The Norwood Town Hall is the council seat of the City of Norwood Payneham & St Peters, and the building includes a number of other venues. It is located at 175 The Parade in Norwood, an inner-eastern suburb of greater Adelaide, South Australia, five minutes east of the city centre. The current town hall building was completed in 1883, with the large concert hall added at the back between 1914 and 1918.

The former City of Kensington and Norwood was the first outside of the City of Adelaide to receive the right to set up their own municipal corporation. The charter of the town was given on 7 July 1853 by the Governor, Sir Henry Young, and the original town hall building, constructed in 1859, was the first town hall built in South Australia.

The current building was designed by Alfred Wells, who then worked as an architectural draughtsman for the firm Bayer and Withall, after his design had won a competition held in 1881. The classical style building opened in 1883 and included civic offices and a banqueting hall to service the growing town.

The Town Hall clock, which was gifted by then mayor Sir Edwin Thomas Smith in 1890, is a local landmark.

The Town Hall's concert hall was added during World War I, instigated by then mayor Henry J. Holden.

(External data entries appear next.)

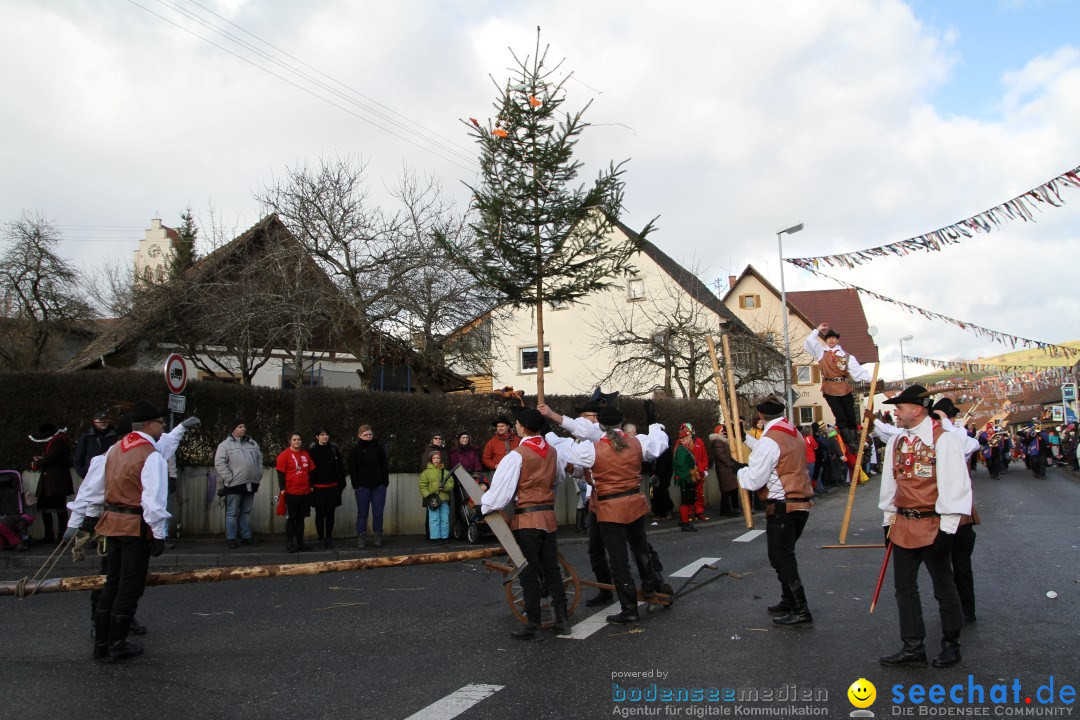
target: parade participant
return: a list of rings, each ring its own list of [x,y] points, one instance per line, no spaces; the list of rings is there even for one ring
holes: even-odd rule
[[[341,506],[345,491],[345,463],[341,448],[330,442],[325,428],[315,431],[315,442],[308,448],[315,464],[311,473],[311,505],[315,508],[315,532],[324,550],[334,547],[334,514]]]
[[[300,433],[289,436],[289,447],[278,454],[274,469],[278,490],[285,493],[285,552],[306,552],[311,546],[304,543],[304,520],[311,512],[311,471],[315,462],[304,449]]]
[[[243,418],[230,423],[229,435],[214,452],[214,470],[220,487],[217,494],[225,498],[225,540],[229,548],[258,545],[251,533],[251,507],[262,482],[262,451],[259,443],[248,437]]]
[[[511,432],[512,426],[510,418],[505,415],[500,415],[491,421],[491,427],[495,428],[495,435],[484,444],[484,469],[494,470],[506,453],[516,448],[521,442],[521,438]]]
[[[979,433],[979,445],[982,448],[983,462],[990,477],[995,480],[1001,474],[1001,434],[998,433],[994,421],[986,423],[986,427]]]
[[[713,468],[716,470],[716,482],[720,487],[720,514],[724,517],[741,515],[739,481],[735,477],[735,462],[731,458],[727,428],[717,425],[716,432],[709,435],[709,445],[712,450]]]
[[[684,423],[671,457],[671,479],[679,488],[679,527],[683,532],[697,532],[691,524],[698,492],[698,468],[694,458],[694,431]]]
[[[705,480],[709,476],[709,451],[705,449],[705,443],[694,432],[694,426],[683,423],[679,427],[679,434],[687,430],[694,439],[694,464],[697,466],[697,476],[694,479],[694,520],[708,520],[705,515]]]
[[[90,429],[79,436],[75,443],[75,456],[71,459],[79,477],[86,477],[90,470],[90,461],[113,446],[119,438],[116,428],[109,422],[109,413],[99,412],[91,421]]]
[[[390,485],[390,465],[382,443],[375,439],[370,425],[356,431],[356,444],[349,450],[349,480],[356,495],[356,547],[367,547],[368,510],[375,547],[382,547],[383,509],[386,488]]]
[[[34,495],[37,497],[41,522],[45,525],[45,542],[55,543],[68,522],[65,509],[68,495],[75,493],[71,483],[71,444],[68,442],[67,428],[57,429],[55,425],[48,423],[39,425],[37,437],[31,435],[30,440],[44,445],[41,454],[34,455],[30,461],[30,469],[41,473]],[[57,530],[55,533],[54,513]]]
[[[1050,443],[1047,440],[1046,433],[1043,432],[1042,425],[1036,423],[1032,427],[1031,432],[1028,433],[1027,446],[1024,450],[1027,453],[1028,467],[1035,473],[1035,478],[1045,480],[1046,461],[1050,457]]]
[[[142,400],[135,403],[132,432],[105,457],[104,472],[88,472],[83,481],[90,485],[84,501],[105,509],[95,528],[105,538],[107,565],[94,612],[95,660],[120,662],[143,652],[127,636],[146,586],[150,557],[165,552],[169,478],[157,445],[165,412]]]
[[[806,444],[799,431],[784,418],[784,403],[768,397],[756,407],[765,432],[751,445],[749,464],[739,470],[739,485],[766,502],[765,539],[769,564],[780,581],[781,600],[768,610],[780,617],[780,627],[809,627],[814,618],[799,576],[795,546],[813,507]],[[748,443],[750,445],[750,443]]]
[[[557,413],[549,417],[571,430],[574,421],[567,422]],[[620,611],[608,615],[614,624],[632,623],[640,619],[637,608],[637,587],[630,574],[627,555],[629,544],[634,561],[641,575],[642,590],[652,594],[660,590],[662,578],[654,570],[650,556],[649,541],[645,537],[645,516],[649,513],[649,501],[641,492],[641,464],[655,459],[668,444],[664,426],[656,422],[651,401],[645,403],[648,435],[628,436],[621,429],[623,414],[618,408],[605,405],[597,413],[597,429],[602,433],[592,443],[569,446],[569,462],[592,470],[593,496],[596,498],[596,519],[600,536],[607,550],[608,564],[619,598]],[[596,431],[585,428],[595,437]],[[569,427],[568,427],[569,425]],[[573,430],[571,430],[573,432]],[[587,438],[582,438],[587,439]]]
[[[201,424],[202,422],[199,418],[189,417],[158,439],[158,452],[165,458],[166,464],[176,456],[176,449],[180,446],[180,441],[183,439],[184,433],[192,428],[199,427]],[[131,415],[125,415],[120,419],[120,422],[116,426],[116,434],[118,437],[124,437],[130,432]],[[105,461],[110,454],[120,452],[119,450],[114,450],[115,447],[116,444],[113,443],[113,445],[111,445],[103,454],[97,455],[90,460],[90,465],[86,470],[86,477],[83,479],[82,485],[79,486],[78,494],[75,496],[74,500],[68,503],[70,516],[68,518],[67,530],[64,532],[64,541],[71,540],[80,532],[91,536],[94,534],[98,520],[101,518],[101,513],[104,511],[104,496],[101,495],[101,489],[104,487],[105,482]],[[93,497],[93,500],[91,500],[91,497]],[[166,525],[166,530],[167,529],[168,526]],[[167,540],[168,533],[166,532],[166,541]],[[109,572],[108,561],[109,558],[107,555],[101,558],[102,575],[106,575]],[[97,635],[94,613],[100,597],[101,590],[90,591],[90,637],[95,637]],[[131,625],[128,628],[128,632],[132,635],[145,635],[147,632],[146,626],[141,624],[135,618],[134,611],[132,611],[131,614]]]
[[[896,407],[902,431],[885,446],[880,507],[892,543],[893,584],[904,647],[882,665],[926,667],[919,566],[926,565],[941,616],[941,654],[934,667],[960,662],[963,610],[953,579],[951,551],[961,516],[972,511],[966,442],[930,417],[926,388],[911,385],[885,403]]]
[[[420,473],[420,497],[427,508],[429,537],[442,545],[450,542],[450,491],[454,488],[454,476],[443,464],[443,453],[432,450],[427,467]],[[429,500],[431,498],[431,500]],[[438,498],[435,502],[434,498]],[[428,503],[431,502],[432,505]]]
[[[821,393],[836,417],[837,430],[849,448],[855,447],[855,430],[859,423],[855,415],[854,392],[848,381],[870,382],[870,373],[854,355],[840,347],[840,333],[830,328],[829,323],[821,323],[810,331],[803,347],[821,368]]]
[[[521,441],[499,461],[491,487],[480,498],[485,515],[516,500],[510,529],[527,561],[518,579],[528,622],[511,635],[519,640],[539,636],[541,573],[555,613],[555,632],[569,635],[566,591],[559,569],[559,526],[555,519],[559,455],[540,435],[544,428],[543,415],[532,408],[514,408],[513,413],[514,431]]]

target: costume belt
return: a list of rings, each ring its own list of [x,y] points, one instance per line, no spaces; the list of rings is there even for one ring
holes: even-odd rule
[[[516,508],[514,510],[515,515],[524,515],[525,513],[544,512],[545,510],[554,510],[554,505],[531,505],[529,507]]]
[[[919,508],[896,508],[897,515],[903,515],[908,520],[921,520],[922,518],[940,517],[936,510]]]
[[[109,512],[120,513],[121,515],[142,515],[143,511],[141,507],[130,507],[128,505],[111,505],[105,503],[105,509]]]
[[[325,490],[327,488],[336,488],[336,487],[338,487],[338,484],[337,483],[330,483],[330,484],[318,483],[318,484],[312,485],[311,487],[318,488],[319,490]]]
[[[788,497],[786,497],[786,498],[784,498],[782,500],[778,499],[778,498],[769,498],[768,500],[765,501],[765,504],[766,505],[786,505],[789,502],[790,503],[810,502],[810,498],[792,497],[792,496],[789,495]]]
[[[825,382],[847,382],[846,377],[824,378]]]
[[[612,493],[610,495],[598,495],[597,500],[614,500],[615,498],[629,497],[631,495],[637,495],[641,490],[634,488],[633,490],[623,490],[622,492]]]

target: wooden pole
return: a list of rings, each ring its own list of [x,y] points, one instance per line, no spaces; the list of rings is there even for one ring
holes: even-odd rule
[[[748,462],[746,446],[742,441],[742,430],[739,429],[739,396],[735,393],[735,370],[731,364],[731,346],[728,344],[727,334],[720,335],[721,347],[724,349],[724,367],[727,368],[728,399],[731,403],[731,424],[728,430],[728,439],[732,441],[731,449],[735,451],[735,459],[745,465]],[[746,521],[746,529],[754,529],[754,516],[750,508],[750,492],[745,488],[739,488],[739,502],[742,503],[743,520]]]
[[[215,567],[203,570],[179,570],[175,572],[150,573],[147,585],[186,585],[189,583],[222,582],[224,580],[253,580],[256,578],[290,577],[294,575],[319,575],[328,572],[351,572],[381,567],[404,567],[406,565],[430,565],[433,563],[483,560],[505,555],[501,547],[458,550],[455,552],[425,553],[420,555],[392,555],[389,557],[356,558],[354,560],[327,560],[324,562],[290,563],[287,565],[248,565],[246,567]],[[37,583],[26,583],[25,592],[37,586],[37,592],[79,592],[99,590],[105,584],[104,575],[51,578]],[[19,582],[0,582],[0,597],[18,595]]]
[[[859,451],[855,455],[855,469],[851,471],[851,488],[848,490],[847,507],[844,508],[844,522],[840,525],[840,544],[847,542],[848,526],[851,525],[851,510],[855,506],[855,488],[859,487],[859,475],[862,473],[862,456],[866,448],[866,433],[870,430],[870,422],[874,411],[874,391],[877,389],[878,370],[881,363],[874,365],[874,377],[870,380],[870,393],[866,399],[866,410],[863,412],[862,432],[859,433]]]
[[[731,449],[732,457],[735,457],[735,436],[739,432],[739,423],[732,422],[734,417],[730,412],[730,407],[727,402],[727,393],[724,391],[724,381],[720,377],[720,364],[716,361],[716,343],[713,342],[712,335],[705,338],[709,345],[709,359],[712,360],[713,379],[716,380],[716,397],[720,403],[720,412],[724,415],[724,422],[728,428],[728,447]],[[742,438],[740,438],[741,440]],[[717,471],[719,472],[719,471]],[[739,504],[742,506],[743,520],[746,522],[746,529],[754,529],[754,516],[750,512],[750,493],[742,488],[739,488]]]

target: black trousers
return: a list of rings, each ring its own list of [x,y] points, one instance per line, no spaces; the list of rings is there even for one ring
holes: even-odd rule
[[[146,589],[150,541],[141,537],[110,537],[105,546],[105,587],[98,597],[97,611],[132,617]]]
[[[604,551],[604,538],[600,535],[600,523],[596,513],[589,513],[589,565],[592,566],[596,582],[611,582],[611,566],[608,565],[607,552]]]
[[[829,403],[829,409],[836,417],[838,430],[854,430],[859,426],[859,419],[855,416],[855,393],[826,395],[825,402]]]
[[[933,545],[909,550],[893,543],[893,584],[896,586],[896,607],[900,612],[900,637],[922,640],[926,637],[923,625],[922,602],[919,600],[919,566],[926,565],[934,598],[941,616],[942,633],[959,633],[964,624],[960,595],[953,580],[952,553],[934,552]]]
[[[652,585],[652,573],[649,570],[649,540],[645,537],[645,516],[629,523],[601,522],[600,536],[607,548],[608,563],[611,566],[611,578],[619,595],[619,602],[624,610],[637,611],[637,586],[630,574],[630,558],[627,546],[634,554],[634,562],[642,578],[642,587],[646,592],[656,590]]]
[[[660,484],[653,488],[653,515],[670,515],[674,509],[675,503],[671,501],[671,475],[660,477]]]
[[[956,530],[956,541],[953,544],[952,570],[964,617],[975,617],[975,576],[971,573],[971,553],[974,551],[975,525],[961,525]]]
[[[515,530],[521,554],[528,565],[518,575],[525,599],[525,617],[533,625],[540,624],[540,572],[544,573],[544,585],[554,606],[566,605],[562,572],[559,569],[559,546],[555,533],[537,528]]]
[[[765,518],[765,540],[769,552],[769,564],[776,571],[776,579],[787,587],[799,580],[799,561],[795,557],[795,545],[802,536],[810,513],[806,510],[787,512],[782,505]]]
[[[1035,473],[1035,477],[1042,479],[1046,477],[1046,456],[1042,453],[1031,456],[1030,467],[1032,472]]]
[[[311,513],[311,494],[285,493],[285,509],[289,514],[285,520],[285,542],[300,545],[304,542],[304,520]]]

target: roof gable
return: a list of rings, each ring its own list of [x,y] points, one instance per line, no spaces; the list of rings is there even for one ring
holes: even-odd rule
[[[850,288],[789,292],[788,304],[810,318],[810,326],[823,322],[840,333],[840,345],[860,363],[878,362],[878,348],[870,337],[859,293]]]

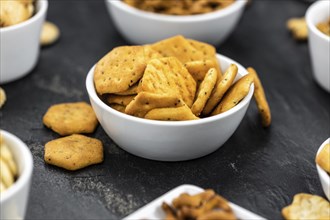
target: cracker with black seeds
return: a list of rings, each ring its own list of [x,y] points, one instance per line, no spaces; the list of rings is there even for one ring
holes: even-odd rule
[[[113,95],[110,94],[106,101],[108,104],[128,105],[136,95]]]
[[[269,127],[272,122],[272,115],[270,112],[270,108],[266,99],[266,94],[264,88],[261,84],[259,76],[255,69],[252,67],[247,68],[247,71],[253,75],[254,77],[254,100],[256,101],[259,114],[261,116],[261,124],[263,127]]]
[[[49,46],[55,43],[60,37],[60,29],[56,24],[45,21],[42,25],[40,43],[42,46]]]
[[[316,156],[315,162],[330,174],[330,144],[327,143],[319,154]]]
[[[103,161],[103,145],[96,138],[73,134],[45,144],[46,163],[67,170],[78,170]]]
[[[51,106],[43,123],[58,134],[92,133],[98,120],[91,105],[86,102],[62,103]]]
[[[196,100],[191,107],[191,111],[196,115],[199,116],[209,99],[212,90],[217,82],[218,73],[215,68],[209,69],[207,74],[204,77],[204,80],[199,85],[198,91],[196,93]]]
[[[254,77],[250,73],[240,78],[230,87],[211,115],[217,115],[235,107],[249,93],[253,80]]]
[[[287,28],[291,31],[295,40],[305,41],[308,38],[308,27],[305,17],[290,18],[287,21]]]
[[[160,121],[188,121],[199,119],[192,113],[187,105],[174,108],[154,108],[150,110],[144,118]]]
[[[205,108],[203,109],[203,115],[209,115],[214,107],[220,102],[224,94],[227,92],[229,87],[232,85],[236,75],[237,75],[238,68],[235,64],[231,64],[228,69],[226,70],[225,74],[218,80],[217,85],[215,86],[214,90],[210,98],[208,99]]]

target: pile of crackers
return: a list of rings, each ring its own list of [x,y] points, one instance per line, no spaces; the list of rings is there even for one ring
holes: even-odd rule
[[[35,13],[34,0],[0,1],[0,27],[28,20]]]
[[[212,189],[196,195],[182,193],[169,205],[163,202],[166,220],[235,220],[229,202]]]
[[[174,36],[154,44],[116,47],[95,66],[96,92],[110,107],[140,118],[198,120],[228,111],[254,82],[263,125],[271,115],[254,71],[234,83],[238,67],[221,72],[212,45]]]
[[[213,12],[231,5],[235,0],[123,0],[135,8],[168,15],[195,15]]]

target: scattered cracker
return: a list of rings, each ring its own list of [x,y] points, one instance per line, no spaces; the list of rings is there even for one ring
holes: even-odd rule
[[[208,99],[205,108],[203,109],[203,115],[209,115],[214,107],[220,102],[224,94],[232,85],[236,75],[237,75],[238,67],[235,64],[231,64],[226,70],[225,74],[218,81],[215,86],[210,98]]]
[[[330,37],[330,17],[329,17],[328,21],[320,22],[316,25],[316,27],[323,34],[328,35]]]
[[[301,41],[307,40],[308,27],[305,17],[289,19],[287,22],[287,28],[291,31],[294,39]]]
[[[228,92],[224,95],[223,99],[213,110],[211,115],[217,115],[236,106],[249,93],[253,80],[254,77],[250,73],[240,78],[234,85],[230,87]]]
[[[98,139],[73,134],[46,143],[44,160],[67,170],[78,170],[101,163],[103,145]]]
[[[191,111],[199,116],[204,109],[204,106],[209,99],[212,90],[217,82],[218,73],[215,68],[211,68],[204,77],[204,80],[199,85],[197,91],[197,97],[194,104],[191,107]]]
[[[58,134],[92,133],[98,125],[93,108],[86,102],[62,103],[51,106],[43,123]]]
[[[282,209],[285,219],[329,219],[330,203],[317,195],[299,193],[293,197],[291,205]]]
[[[123,106],[127,106],[136,95],[113,95],[110,94],[107,98],[108,104],[119,104]]]
[[[120,104],[109,104],[109,106],[121,113],[125,113],[126,106],[125,105],[120,105]]]
[[[6,100],[7,100],[7,96],[6,96],[5,90],[3,90],[0,87],[0,109],[5,104]]]
[[[42,46],[49,46],[55,43],[60,37],[60,29],[52,22],[45,21],[40,36]]]
[[[330,144],[326,144],[316,156],[316,163],[330,174]]]
[[[155,108],[150,110],[146,115],[146,119],[161,121],[185,121],[197,120],[191,109],[187,105],[175,108]]]
[[[259,76],[255,69],[252,67],[247,68],[247,71],[251,73],[254,77],[254,99],[256,101],[259,114],[261,116],[261,123],[264,127],[269,127],[272,121],[272,115],[270,112],[270,108],[266,99],[264,88],[261,84]]]

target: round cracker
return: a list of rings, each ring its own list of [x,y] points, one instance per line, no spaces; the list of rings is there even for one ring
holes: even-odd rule
[[[5,90],[3,90],[0,87],[0,109],[5,104],[6,100],[7,100],[7,96],[6,96]]]
[[[55,43],[60,37],[60,29],[52,22],[45,21],[40,36],[42,46],[48,46]]]

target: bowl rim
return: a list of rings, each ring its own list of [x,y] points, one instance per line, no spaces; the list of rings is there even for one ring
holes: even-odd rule
[[[330,143],[330,138],[326,139],[321,144],[321,146],[317,150],[316,156],[321,152],[321,150],[323,149],[323,147],[326,144],[329,144],[329,143]],[[317,172],[319,173],[320,179],[322,179],[324,182],[326,182],[327,186],[330,186],[330,175],[321,166],[319,166],[316,162],[315,162],[315,164],[316,164]]]
[[[329,1],[316,1],[312,5],[310,5],[306,11],[305,17],[306,17],[306,22],[309,30],[311,30],[315,35],[317,35],[319,38],[330,42],[330,36],[327,36],[326,34],[322,33],[317,27],[316,24],[312,22],[312,18],[315,17],[314,11],[319,9],[319,8],[324,8],[324,5],[329,5],[330,7],[330,2]],[[328,15],[330,17],[330,14]]]
[[[166,21],[166,22],[194,22],[194,21],[207,21],[215,18],[227,16],[235,13],[237,10],[244,7],[248,0],[235,0],[233,4],[213,12],[197,15],[166,15],[154,12],[144,11],[135,7],[132,7],[121,0],[105,0],[108,4],[113,5],[126,13],[134,14],[136,16],[145,17],[151,20]]]
[[[244,70],[244,73],[240,73],[238,72],[238,74],[240,75],[240,78],[243,77],[244,75],[248,74],[247,70],[238,62],[224,56],[221,54],[217,53],[217,59],[219,61],[221,60],[225,60],[228,63],[235,63],[240,69]],[[220,62],[221,63],[221,62]],[[249,93],[244,97],[244,99],[242,99],[236,106],[234,106],[233,108],[229,109],[226,112],[223,112],[221,114],[217,114],[214,116],[210,116],[210,117],[206,117],[206,118],[202,118],[199,120],[187,120],[187,121],[160,121],[160,120],[149,120],[149,119],[145,119],[145,118],[139,118],[139,117],[135,117],[132,115],[128,115],[122,112],[119,112],[113,108],[111,108],[110,106],[108,106],[107,104],[105,104],[97,95],[96,90],[95,90],[95,86],[94,86],[94,68],[95,65],[89,70],[87,77],[86,77],[86,89],[87,89],[87,93],[89,95],[89,98],[92,99],[100,108],[102,108],[103,110],[110,112],[113,115],[116,115],[117,117],[120,118],[124,118],[125,120],[130,120],[132,122],[135,123],[141,123],[141,124],[147,124],[147,125],[158,125],[158,126],[168,126],[168,127],[180,127],[180,126],[191,126],[191,125],[201,125],[201,124],[205,124],[205,123],[210,123],[210,122],[214,122],[214,121],[218,121],[221,120],[223,118],[226,118],[232,114],[235,114],[237,111],[239,111],[240,109],[242,109],[245,105],[248,105],[250,100],[252,99],[253,96],[253,92],[254,92],[254,84],[252,83],[250,86],[250,90]]]
[[[7,31],[14,31],[17,29],[20,29],[24,26],[28,26],[31,23],[34,23],[35,21],[39,20],[46,12],[48,9],[48,0],[37,0],[37,7],[39,7],[39,10],[37,11],[36,14],[34,14],[31,18],[27,19],[26,21],[23,21],[18,24],[14,24],[8,27],[1,27],[0,32],[1,34],[7,32]]]
[[[12,198],[22,188],[24,188],[26,184],[28,184],[30,177],[32,177],[33,158],[27,145],[17,136],[2,129],[0,129],[0,135],[2,135],[4,141],[11,140],[13,143],[15,143],[14,148],[18,148],[22,152],[22,155],[24,155],[24,168],[22,173],[19,175],[18,179],[12,186],[10,186],[4,192],[1,192],[0,203],[3,203]],[[11,146],[9,147],[12,148]]]

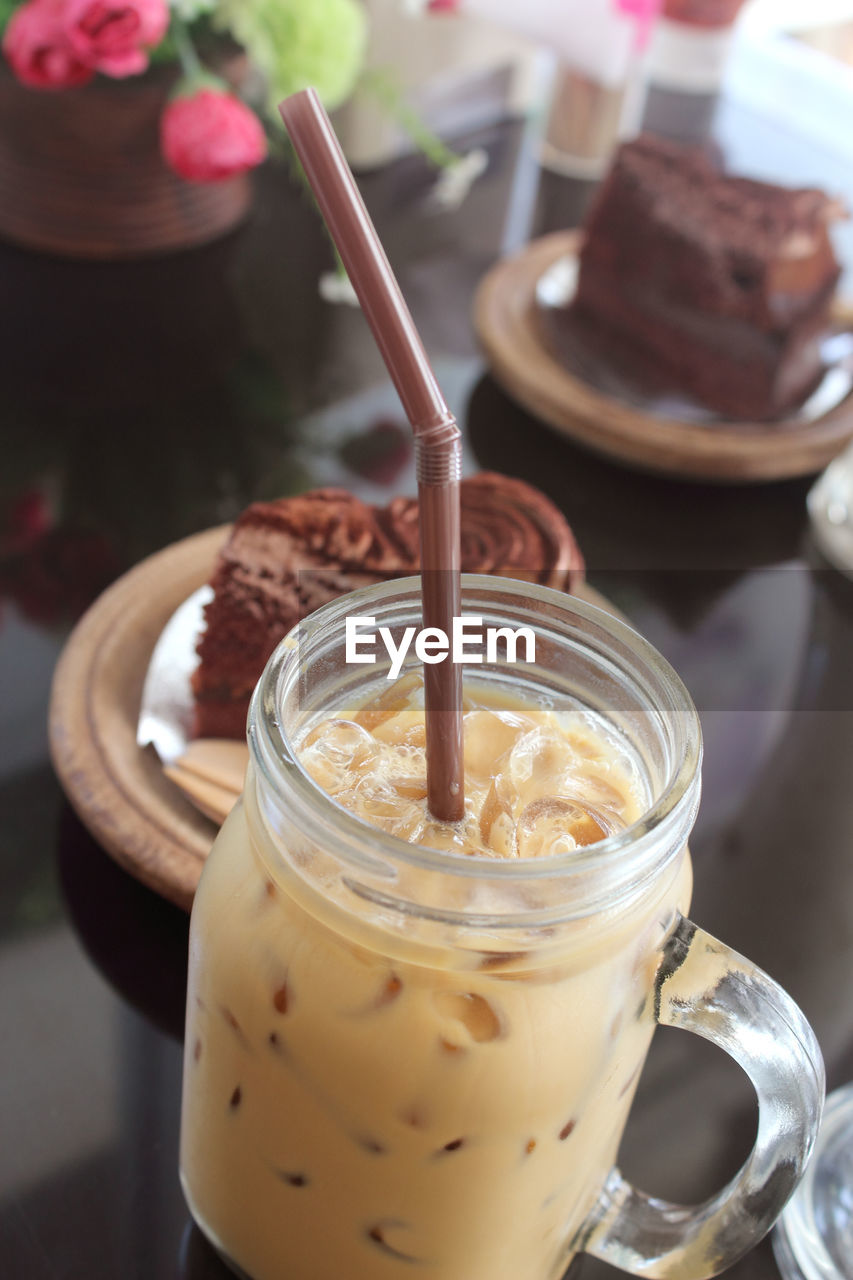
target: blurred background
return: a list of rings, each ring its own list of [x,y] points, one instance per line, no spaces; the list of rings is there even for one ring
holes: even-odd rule
[[[591,583],[694,692],[702,924],[773,972],[831,1083],[849,1078],[853,602],[810,533],[814,474],[700,483],[603,458],[519,405],[472,307],[497,262],[580,225],[640,131],[853,208],[853,0],[0,0],[0,31],[0,1271],[217,1274],[175,1174],[186,919],[88,835],[47,713],[74,624],[150,553],[256,499],[414,491],[277,122],[306,84],[466,468],[553,498]],[[847,305],[853,223],[832,234]],[[692,1198],[736,1167],[752,1102],[701,1046],[666,1045],[627,1168]],[[777,1274],[769,1247],[733,1272]]]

At that time, it was the largest venue of the type in the state.

Films were screened in the hall from 7 May 1897. In the 1940s the building became part of D. Clifford Theatres Ltd and was later taken over by Greater Union Cinemas.

The building was listed in the South Australian Heritage Register on 28 November 1985.

The concert hall is featured in the film Shine, with Geoffrey Rush playing the role of the pianist David Helfgott, who is seen in the movie playing the music of Franz Liszt. The Bösendorfer grand piano loaned by the Australian Society of Keyboard Music had to be winched up to the first floor hall. The piano is now stored in the Pilgrim Church, Flinders Street in Adelaide, where it is used for recitals each week.